Social determinants of disease susceptibility: measuring sleep and stress
Spring 2022 Graduate Student Award in Social & Biological Determinants of Health
The focus of this research project is to apply a One Health Disparities framework to explore how social determinants of health influence disease susceptibility disparities in rural Madagascar. This project investigates how sleep disparities can inform the relationship between the social environment and disease susceptibility. Sleep is rooted in human evolutionary history with ecological constraints and functional benefits that inform sleep patterns. There are high costs of inadequate sleep such as increased risk of non-communicable diseases (obesity, type II diabetes, cardiovascular health) and maladaptive immune responses to communicable diseases.
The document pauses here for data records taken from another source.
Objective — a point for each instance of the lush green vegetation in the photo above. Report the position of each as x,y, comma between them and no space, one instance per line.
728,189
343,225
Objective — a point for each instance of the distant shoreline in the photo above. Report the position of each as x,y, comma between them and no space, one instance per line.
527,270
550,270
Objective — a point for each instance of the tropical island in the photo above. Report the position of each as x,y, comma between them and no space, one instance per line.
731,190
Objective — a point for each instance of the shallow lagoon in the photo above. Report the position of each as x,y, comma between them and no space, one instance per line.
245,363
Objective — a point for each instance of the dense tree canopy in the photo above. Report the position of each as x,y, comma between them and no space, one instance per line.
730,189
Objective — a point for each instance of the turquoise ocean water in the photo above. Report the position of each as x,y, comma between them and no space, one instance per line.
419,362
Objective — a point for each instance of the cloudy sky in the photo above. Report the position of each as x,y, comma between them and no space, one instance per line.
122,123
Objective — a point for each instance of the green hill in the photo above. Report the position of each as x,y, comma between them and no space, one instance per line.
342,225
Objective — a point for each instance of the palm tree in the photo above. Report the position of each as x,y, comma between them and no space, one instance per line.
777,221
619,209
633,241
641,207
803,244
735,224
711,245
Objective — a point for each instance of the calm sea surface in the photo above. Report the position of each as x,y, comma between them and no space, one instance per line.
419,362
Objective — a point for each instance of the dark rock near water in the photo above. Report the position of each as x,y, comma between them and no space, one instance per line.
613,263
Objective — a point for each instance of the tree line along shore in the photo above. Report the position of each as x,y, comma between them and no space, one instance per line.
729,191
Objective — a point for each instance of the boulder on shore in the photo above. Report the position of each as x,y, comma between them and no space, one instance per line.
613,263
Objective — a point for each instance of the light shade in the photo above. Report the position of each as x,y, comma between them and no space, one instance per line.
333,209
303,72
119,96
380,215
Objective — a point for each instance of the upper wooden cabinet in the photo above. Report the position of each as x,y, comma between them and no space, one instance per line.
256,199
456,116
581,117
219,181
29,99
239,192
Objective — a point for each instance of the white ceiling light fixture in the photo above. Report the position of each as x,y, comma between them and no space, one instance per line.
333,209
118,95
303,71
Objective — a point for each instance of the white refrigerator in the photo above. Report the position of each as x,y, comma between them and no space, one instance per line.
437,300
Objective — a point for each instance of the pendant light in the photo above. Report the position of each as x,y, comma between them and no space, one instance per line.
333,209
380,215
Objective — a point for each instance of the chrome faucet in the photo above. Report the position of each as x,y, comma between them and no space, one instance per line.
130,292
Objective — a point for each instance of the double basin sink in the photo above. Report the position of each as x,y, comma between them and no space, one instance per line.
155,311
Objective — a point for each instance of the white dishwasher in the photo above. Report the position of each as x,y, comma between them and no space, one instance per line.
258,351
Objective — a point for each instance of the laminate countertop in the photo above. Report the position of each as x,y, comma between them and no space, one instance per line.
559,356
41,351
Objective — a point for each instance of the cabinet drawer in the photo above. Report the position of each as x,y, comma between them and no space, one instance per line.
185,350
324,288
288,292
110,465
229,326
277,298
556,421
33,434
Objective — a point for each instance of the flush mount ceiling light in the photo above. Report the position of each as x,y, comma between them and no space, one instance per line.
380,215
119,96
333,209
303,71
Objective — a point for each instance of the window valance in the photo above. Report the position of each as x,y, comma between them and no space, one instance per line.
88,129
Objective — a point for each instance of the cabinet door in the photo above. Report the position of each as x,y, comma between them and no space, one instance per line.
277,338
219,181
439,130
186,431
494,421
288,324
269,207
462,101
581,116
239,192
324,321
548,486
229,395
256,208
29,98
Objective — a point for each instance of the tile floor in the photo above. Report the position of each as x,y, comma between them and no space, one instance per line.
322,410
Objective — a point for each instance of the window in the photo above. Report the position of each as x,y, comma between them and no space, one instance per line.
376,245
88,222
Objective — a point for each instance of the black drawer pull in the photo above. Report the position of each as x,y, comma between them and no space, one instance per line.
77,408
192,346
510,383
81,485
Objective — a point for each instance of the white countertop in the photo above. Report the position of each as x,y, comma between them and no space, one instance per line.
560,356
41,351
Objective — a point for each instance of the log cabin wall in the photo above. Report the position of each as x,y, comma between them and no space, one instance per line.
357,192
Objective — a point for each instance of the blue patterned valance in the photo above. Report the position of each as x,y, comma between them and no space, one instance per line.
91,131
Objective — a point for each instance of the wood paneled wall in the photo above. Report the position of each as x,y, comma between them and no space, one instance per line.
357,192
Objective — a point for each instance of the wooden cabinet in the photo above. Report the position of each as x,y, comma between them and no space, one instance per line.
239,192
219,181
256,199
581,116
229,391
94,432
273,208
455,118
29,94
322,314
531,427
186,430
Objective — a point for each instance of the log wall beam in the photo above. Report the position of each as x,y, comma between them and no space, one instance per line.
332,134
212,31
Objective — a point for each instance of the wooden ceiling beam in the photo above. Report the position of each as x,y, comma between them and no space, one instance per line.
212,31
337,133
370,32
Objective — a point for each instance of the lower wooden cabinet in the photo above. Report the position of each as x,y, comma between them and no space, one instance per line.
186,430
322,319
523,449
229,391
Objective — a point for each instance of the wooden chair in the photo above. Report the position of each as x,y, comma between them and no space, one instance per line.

In high-income countries, sleep disparities are more widely reported in Black and Hispanic communities. Often times driven by social factors including housing in noisy areas, racial discrimination, low socio-economic status, and adverse childhood experiences. Thus, I investigate sleep disparities in Madagascar, a low-income country undergoing rapid changes in its natural and social environment. I will determine how the social environment contributes to short or fragmented sleep and disease susceptibility by (a) collecting data on community member sleep patterns using both health surveys and actigraphy data and (b) connecting these sleep metrics, sociodemographic survey data, and stress data to Leptospira seroprevalence and reported symptom data in community members. I hypothesize that sleep duration and fragmentation influences disease susceptibility, with short or fragmented sleep leading to higher probability of Leptospira infection and reported symptoms. Findings from this study will inform our understanding of how the social environment influences disease susceptibility and shine a light on the importance of addressing sleep disparities in global health.
Alma (ella/she/hers) is a Ph.D. candidate in Evolutionary Anthropology department at Duke University. Her research focuses on social determinants of health in remote village communities in northeast Madagascar. Through her research she investigates the relationship between anthropogenic social environments and risk of zoonotic disease exposure, susceptibility, and adverse health outcomes.